Cheguei na corrida às 7 h e achei quente, porém nada absurdo. Achei a Brigida, que parece que foi embora logo depois, a Elza e o Gilson, que estavam com os cartazes do protesto. Eu mesma escrevi em meu número: "O Maraca é nosso!" e "O Célio de Barros é nosso!". E fui correr de preto de luto.

Neste ano tinha bem mais gente do que os supostos 8000 do ano passado, quando na verdade só uns 3000 concluíram. Tanto que no ano passado me coloquei lá na frente facilmente, algo que não aconteceu desta vez. GPS ligado e pegando bem e lá famos nós depois de dada a largada.

Logo de início tive que me desvencilhar de pessoas mais lentas. As passagens foram (marcando a quilometragem pelo GPS): 4:22.5; 4:37.6; 4:37.5; 4:38.9; 4:33.5; 4:42.1; 4:33.6; 4:44.7; 4:48.4; 5:06.0. Não, não desacelerei ao final. Acontece que a corrida tinha mais de 100 m a mais mesmo. No GPS deu 10,14 Km. Os 40 m a mais pode ser erro, desvios de outras pessoas... Contudo, os 100 m de diferença numa corrida relativamente reta é considerável. A questão é que fizeram um dia uma marcação correta e colocam as placas e viradas mais ou menos certas. Aí aparece o erro. Eu via que a cada passagem de quilômetro sempre a placa estava mais a frente. O maior erro foi na de 9 Km para o final. Numa corrida oficial eles não deveriam permitir que isso ocorresse e o percurso deveria ser medido novamente sempre antes da corrida. Tanto que tinha distância a mais que só o queniano campeão fez a corrida abaixo de 30 min. Eu fechei com 46:45.

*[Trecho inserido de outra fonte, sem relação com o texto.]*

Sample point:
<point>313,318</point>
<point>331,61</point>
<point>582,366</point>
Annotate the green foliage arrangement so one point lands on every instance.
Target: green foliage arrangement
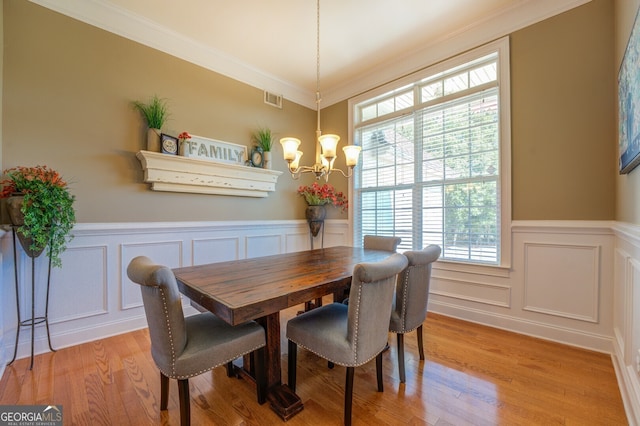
<point>264,138</point>
<point>47,207</point>
<point>155,112</point>
<point>319,195</point>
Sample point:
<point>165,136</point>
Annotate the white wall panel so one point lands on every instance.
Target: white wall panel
<point>263,245</point>
<point>562,280</point>
<point>84,277</point>
<point>211,250</point>
<point>168,253</point>
<point>489,294</point>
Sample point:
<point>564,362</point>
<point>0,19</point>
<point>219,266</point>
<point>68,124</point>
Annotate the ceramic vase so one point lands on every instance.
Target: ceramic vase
<point>267,159</point>
<point>315,217</point>
<point>14,209</point>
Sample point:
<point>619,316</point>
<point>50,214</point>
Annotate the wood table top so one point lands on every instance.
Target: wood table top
<point>246,289</point>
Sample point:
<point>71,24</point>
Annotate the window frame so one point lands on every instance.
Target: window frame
<point>501,47</point>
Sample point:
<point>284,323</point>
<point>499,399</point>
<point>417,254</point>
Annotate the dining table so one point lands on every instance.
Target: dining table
<point>259,288</point>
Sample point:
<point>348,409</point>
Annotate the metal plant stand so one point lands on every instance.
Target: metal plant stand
<point>33,320</point>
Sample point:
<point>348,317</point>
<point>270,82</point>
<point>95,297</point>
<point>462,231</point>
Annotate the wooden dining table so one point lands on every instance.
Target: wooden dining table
<point>259,288</point>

As frequências médias foram: 171; 174; 174; 174; 174; 175; 175; 174; 173; 175. A média foi 174. Eis a prova do cansaço: não consegui fazer força ao final da corrida.

Após a chegada fui fazer algo muito bom: comer! Comi um total de 4 fatias de melancias, 12 bananas, 8 barras de cereal e 1,05 L de Gatorate. Enquanto isso a ceguinha aqui tentava achar o pessoal do protesto. Achei que todo mundo tinha ido embora. Entretanto, vi nas fotos que o pessoal fez o protesto e até o Robson Caetano participou.

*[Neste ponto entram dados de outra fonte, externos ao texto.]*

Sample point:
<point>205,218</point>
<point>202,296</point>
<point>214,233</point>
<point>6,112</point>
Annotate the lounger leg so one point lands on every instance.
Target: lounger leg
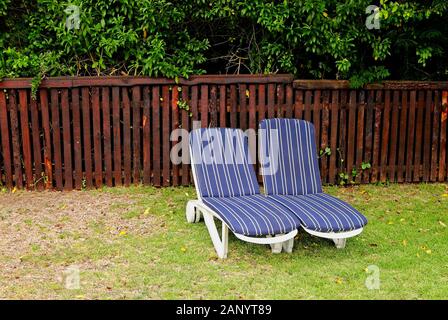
<point>221,245</point>
<point>276,247</point>
<point>192,212</point>
<point>340,243</point>
<point>288,245</point>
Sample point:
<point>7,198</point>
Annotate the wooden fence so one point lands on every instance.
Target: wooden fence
<point>88,132</point>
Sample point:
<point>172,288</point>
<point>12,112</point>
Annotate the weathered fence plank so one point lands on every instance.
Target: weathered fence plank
<point>84,132</point>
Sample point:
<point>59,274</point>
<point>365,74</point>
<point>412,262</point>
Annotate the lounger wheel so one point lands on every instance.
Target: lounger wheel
<point>192,212</point>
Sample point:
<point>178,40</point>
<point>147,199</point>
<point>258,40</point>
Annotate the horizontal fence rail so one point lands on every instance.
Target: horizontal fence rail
<point>88,132</point>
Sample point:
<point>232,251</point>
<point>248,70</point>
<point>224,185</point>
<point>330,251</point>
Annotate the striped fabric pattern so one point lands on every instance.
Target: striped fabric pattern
<point>297,186</point>
<point>254,215</point>
<point>322,212</point>
<point>297,167</point>
<point>222,163</point>
<point>228,185</point>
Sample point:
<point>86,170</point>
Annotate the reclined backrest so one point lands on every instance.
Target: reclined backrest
<point>222,164</point>
<point>297,169</point>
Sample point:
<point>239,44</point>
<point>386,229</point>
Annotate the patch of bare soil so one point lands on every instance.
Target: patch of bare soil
<point>37,223</point>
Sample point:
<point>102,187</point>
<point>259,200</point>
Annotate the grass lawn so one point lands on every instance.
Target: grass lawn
<point>134,243</point>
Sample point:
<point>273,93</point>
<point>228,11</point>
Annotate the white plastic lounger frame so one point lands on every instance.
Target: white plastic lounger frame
<point>339,238</point>
<point>196,208</point>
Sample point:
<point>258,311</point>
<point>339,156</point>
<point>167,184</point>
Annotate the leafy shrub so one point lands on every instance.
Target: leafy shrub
<point>309,38</point>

Teve sorteios como sempre e como sempre nunca ganhei nada. O Robson Caetano fazendo o sorteio é uma figuraça, sendo muito engraçado.

Fui embora e mais tarde soube o resultado oficial pela Elza. Fui a 17 no geral feminino (com uma SENHORA DE 71 ANOS chegando na minha frente???), a primeira da faixa-etária e a 192 no geral absoluto. Ou houve alguma trapaça ou engano. Depois vou olhar as fotos dessa mulher e ver se realmente foi uma senhora.

Senti falta de ter o Arcebispo da cidade abençoando a corrida e de ter padres participando e concorrendo na categoria padre como no ano passado. Só acho que as freiras também deveriam poder correr como mulheres normais, assim como os padres. Se quisessem participar, teriam que correr de hábito debaixo do calor do Rio de Janeiro.